Parametrization of complex systems

The parametrization of complex systems in order to fit experimental results or to have a good qualitative behavior is a delicate issue since its require to simulate the complex systems for a large number of sets of parameters, which is very expensive.

In many medical contexts, the available data for one particular patient are rather poor (a few MRI for instance). However many patients are studied (20 to 100 or even more in frequent pathologies). Therefore it is difficult or even impossible to parametrize a model for a given patient (too many parameters with respect to the number of available clinical data). However, it is possible to infer the distribution of the parameters in the global population by using all the data of all the patients at the same time. This is the principle of populational parametrization: to look for the distribution of the parameters (Gaussian or log Gaussian) and not to try to study each patient individually.

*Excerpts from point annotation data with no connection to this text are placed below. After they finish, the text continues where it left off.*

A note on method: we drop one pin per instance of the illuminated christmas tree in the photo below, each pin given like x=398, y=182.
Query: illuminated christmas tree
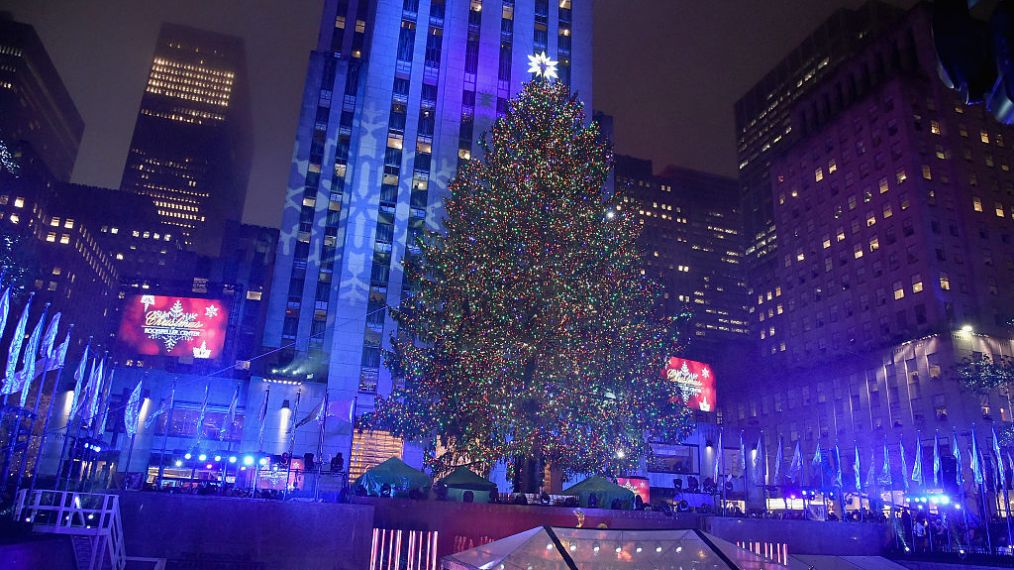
x=528, y=330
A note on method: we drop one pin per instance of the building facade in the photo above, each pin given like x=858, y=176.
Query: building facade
x=190, y=152
x=893, y=208
x=397, y=94
x=34, y=104
x=69, y=267
x=693, y=241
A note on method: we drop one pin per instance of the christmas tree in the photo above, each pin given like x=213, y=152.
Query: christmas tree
x=528, y=330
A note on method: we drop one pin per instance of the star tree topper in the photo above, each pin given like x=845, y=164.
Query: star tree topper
x=542, y=66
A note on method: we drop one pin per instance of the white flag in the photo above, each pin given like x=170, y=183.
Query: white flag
x=132, y=414
x=4, y=309
x=230, y=416
x=79, y=378
x=27, y=372
x=50, y=339
x=14, y=350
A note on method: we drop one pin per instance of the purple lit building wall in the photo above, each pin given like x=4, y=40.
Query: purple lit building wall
x=893, y=208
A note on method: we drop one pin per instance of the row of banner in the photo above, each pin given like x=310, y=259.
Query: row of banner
x=877, y=476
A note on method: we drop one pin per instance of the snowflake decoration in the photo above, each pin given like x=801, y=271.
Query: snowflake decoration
x=542, y=66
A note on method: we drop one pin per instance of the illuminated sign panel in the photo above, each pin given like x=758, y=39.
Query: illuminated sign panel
x=696, y=380
x=180, y=327
x=637, y=485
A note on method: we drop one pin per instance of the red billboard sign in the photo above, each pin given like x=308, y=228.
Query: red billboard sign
x=638, y=485
x=696, y=380
x=180, y=327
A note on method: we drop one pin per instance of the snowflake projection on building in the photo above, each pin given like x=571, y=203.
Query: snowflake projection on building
x=542, y=66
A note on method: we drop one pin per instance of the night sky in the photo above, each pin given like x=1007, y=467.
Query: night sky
x=668, y=70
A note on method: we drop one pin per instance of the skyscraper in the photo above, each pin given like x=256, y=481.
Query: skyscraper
x=190, y=152
x=34, y=104
x=397, y=95
x=894, y=208
x=694, y=245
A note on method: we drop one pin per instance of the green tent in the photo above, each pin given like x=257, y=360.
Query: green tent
x=604, y=491
x=462, y=480
x=395, y=474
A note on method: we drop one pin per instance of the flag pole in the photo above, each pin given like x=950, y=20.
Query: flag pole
x=46, y=427
x=29, y=351
x=292, y=444
x=23, y=464
x=165, y=436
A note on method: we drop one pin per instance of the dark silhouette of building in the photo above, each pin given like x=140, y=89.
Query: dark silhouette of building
x=34, y=104
x=894, y=209
x=70, y=267
x=694, y=244
x=190, y=152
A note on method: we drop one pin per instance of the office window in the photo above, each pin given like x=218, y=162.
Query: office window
x=370, y=448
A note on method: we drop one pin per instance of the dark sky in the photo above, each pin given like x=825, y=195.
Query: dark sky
x=668, y=70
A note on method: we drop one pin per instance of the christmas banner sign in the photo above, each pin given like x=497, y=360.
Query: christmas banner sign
x=180, y=327
x=696, y=380
x=638, y=485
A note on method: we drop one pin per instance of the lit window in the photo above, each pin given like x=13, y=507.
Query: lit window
x=370, y=448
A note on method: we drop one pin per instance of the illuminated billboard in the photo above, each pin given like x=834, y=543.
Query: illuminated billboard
x=637, y=485
x=179, y=327
x=696, y=381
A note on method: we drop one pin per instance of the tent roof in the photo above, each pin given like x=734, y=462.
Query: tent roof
x=463, y=478
x=549, y=548
x=394, y=472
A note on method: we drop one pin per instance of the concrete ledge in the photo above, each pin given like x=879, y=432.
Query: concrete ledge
x=197, y=531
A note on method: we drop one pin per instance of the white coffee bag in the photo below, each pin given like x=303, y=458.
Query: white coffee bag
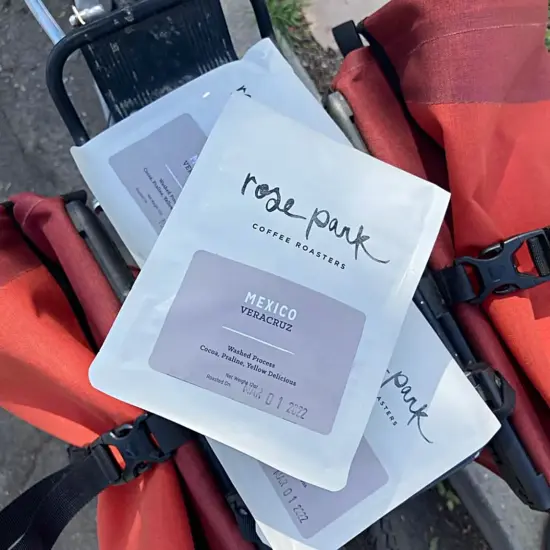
x=269, y=307
x=428, y=419
x=173, y=129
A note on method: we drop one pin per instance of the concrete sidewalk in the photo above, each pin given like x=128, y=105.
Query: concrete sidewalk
x=34, y=155
x=503, y=518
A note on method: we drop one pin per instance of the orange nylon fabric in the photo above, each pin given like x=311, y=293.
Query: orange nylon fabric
x=475, y=77
x=44, y=361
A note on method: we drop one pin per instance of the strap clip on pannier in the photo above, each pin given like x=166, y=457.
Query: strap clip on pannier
x=495, y=271
x=136, y=445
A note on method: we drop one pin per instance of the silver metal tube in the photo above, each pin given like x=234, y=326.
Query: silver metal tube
x=45, y=20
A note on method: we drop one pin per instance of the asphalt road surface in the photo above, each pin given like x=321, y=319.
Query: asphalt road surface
x=34, y=156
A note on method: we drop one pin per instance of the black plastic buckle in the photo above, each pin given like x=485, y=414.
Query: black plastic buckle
x=496, y=270
x=135, y=444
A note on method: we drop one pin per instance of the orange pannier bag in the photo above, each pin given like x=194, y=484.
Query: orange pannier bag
x=458, y=93
x=57, y=308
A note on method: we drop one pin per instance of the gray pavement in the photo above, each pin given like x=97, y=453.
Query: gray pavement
x=34, y=156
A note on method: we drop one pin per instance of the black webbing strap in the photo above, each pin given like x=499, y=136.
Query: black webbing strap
x=495, y=271
x=35, y=519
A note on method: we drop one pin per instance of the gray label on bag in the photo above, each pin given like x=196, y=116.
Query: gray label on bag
x=260, y=340
x=155, y=169
x=311, y=508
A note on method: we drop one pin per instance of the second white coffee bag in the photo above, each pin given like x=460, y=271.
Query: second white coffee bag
x=268, y=310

Many algorithms have been developed for populational parametrization, in particular so called SAEM (Stochastic Approximation Expectation Maximization) algorithms, based on MCMC (Monte Carlo Markov Chain) algorithms. These algorithms are very expensive, and require hundreds of thousands of evaluations of the model. For ordinary differential equation based models, SAEM converge quickly (it takes ten to twenty minutes on a laptop for the Monolix implementation of SAEM. Monolix is developped by M. Lavielle at Inria).

However for PDE based models, the evaluation of one single model may be long (a few minutes, up to ten minutes), hence the evaluation of hundreds of thousands models is completely out of range. Moreover, SAEM can not be parallelized in an efficient way.

Numed has set a general strategy to allow populational approaches on complex systems or on PDE based models. It relies on a precomputation strategy, combined iteratively with SAEM algorithms.

With such a strategy, populational parametrization of a PDE like reaction diffusion equation (KPP) may be done on a few hours on a small cluster of cores (32 cores).